Most transfer functions for reconstructing palaeoenvironmental variables from microfossil assemblages use a modern calibration set of paired microfossil and environmental data from many sites. This is sometimes known as the calibration-in-space approach. An alternative approach adopted by a few papers is to use paired microfossil and environmental data from different times at one site, the so-called calibration-in-time approach.
In principle, there are advantages to a calibration-in-time approach: there is no need to collect an extensive modern calibration set; and the calibration set is tailored for the site being studied which might be especially useful if the site is unusual. Despite these advantages, I’ve always been worried that the recent microfossil assemblages used as the calibration set might be poor analogues for the older assemblages, especially if there has been considerable environmental change. Having now completed my review of sub-decadal palaeoenvironmental reconstructions from microfossil assemblages, I think the demands of a near perfect chronology, simple taphonomy and a strong and simple relationship to the environmental variable reconstructed are very difficult to meet.
How then to explain the good performance of the calibration-in-time reconstruction of July air temperature from chironomids from Seebergsee by Larocque-Tobler et al (2011)?
Larocque-Tobler et al (2011) extract chironomid assemblages from a sediment core from Seebergsee and pair these with air temperature data from a climate station in the region for the period 1900–2005 CE. The calibration-in-time WAPLS model is reported as having an bootstrap r2 of 0.56 and an RMSEP of 0.84 °C. According to their figure 6, the calibration for the full period 1900–2005 CE has a correlation of 0.73 with the instrumental temperature. This is approximately sqrt(0.56): so far so good.

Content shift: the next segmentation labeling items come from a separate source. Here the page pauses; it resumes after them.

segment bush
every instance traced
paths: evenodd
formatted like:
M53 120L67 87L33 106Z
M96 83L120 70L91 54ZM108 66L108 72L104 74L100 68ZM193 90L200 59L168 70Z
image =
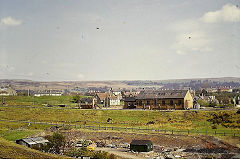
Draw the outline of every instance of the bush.
M44 146L43 150L45 152L51 152L51 153L60 153L61 148L65 146L65 137L56 132L52 136L47 136L46 137L49 141L49 143Z

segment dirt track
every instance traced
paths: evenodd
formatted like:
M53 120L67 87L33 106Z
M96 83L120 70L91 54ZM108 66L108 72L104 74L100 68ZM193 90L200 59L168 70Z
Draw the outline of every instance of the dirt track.
M186 135L163 135L163 134L135 134L118 132L82 132L79 130L69 130L63 132L68 141L78 139L91 139L93 141L103 140L106 143L130 143L133 139L151 140L154 145L168 148L223 148L231 151L239 151L236 147L218 140L211 136L186 136Z

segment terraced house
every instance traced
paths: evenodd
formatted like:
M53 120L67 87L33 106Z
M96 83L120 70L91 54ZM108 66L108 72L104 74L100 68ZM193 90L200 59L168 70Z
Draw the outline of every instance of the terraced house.
M124 101L124 108L138 109L190 109L193 108L193 98L189 90L152 90L141 91L135 100L128 98Z

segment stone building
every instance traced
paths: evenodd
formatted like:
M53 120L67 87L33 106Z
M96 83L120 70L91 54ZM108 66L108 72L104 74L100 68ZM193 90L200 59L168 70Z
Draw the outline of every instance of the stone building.
M138 109L181 110L193 108L193 98L189 90L141 91L135 99L124 101L124 108L133 107L134 103Z

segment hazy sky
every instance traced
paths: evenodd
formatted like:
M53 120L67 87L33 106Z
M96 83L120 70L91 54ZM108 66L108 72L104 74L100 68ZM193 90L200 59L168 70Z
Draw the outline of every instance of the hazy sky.
M0 0L0 79L229 76L239 0Z

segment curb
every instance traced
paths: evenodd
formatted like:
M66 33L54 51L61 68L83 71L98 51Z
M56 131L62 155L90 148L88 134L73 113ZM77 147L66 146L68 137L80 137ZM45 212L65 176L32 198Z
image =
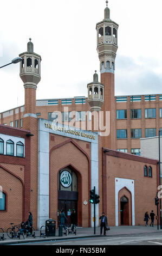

No data are archived from Larocque-Tobler et al (2011), but there is not much to see as the Californian Zephyr trundles through Nebraska in the dark, so I digitised the fossil assemblages and climate data.
When I rerun the WAPLS-2 model, my reconstruction matches the original and I get similar performance statistics – r2 = 0.53, RMSE = 0.86 – the niggle is that these are the apparent performance statistics, not the cross-validated statistics. The leave-one-out cross-validated r2 is only 0.02.
It appears that Larocque-Tobler et al (2011) are reporting the apparent performance statistics but claiming that they are the bootstrap cross-validated performance statistics. While this could easily just be a silly mistake (they appear to report the calibration-in-space model performance correctly), the utter lack of skill of the calibration-in-time model means that both Larocque-Tobler et al (2011) and Larocque-Tobler et al (2012), which uses the model to reconstruct air temperature from Seebergsee for the last 1000 years, are invalid.
In a subsequent post, I’ll take a closer look at the rather curious chironomid assemblage data from Seebergsee.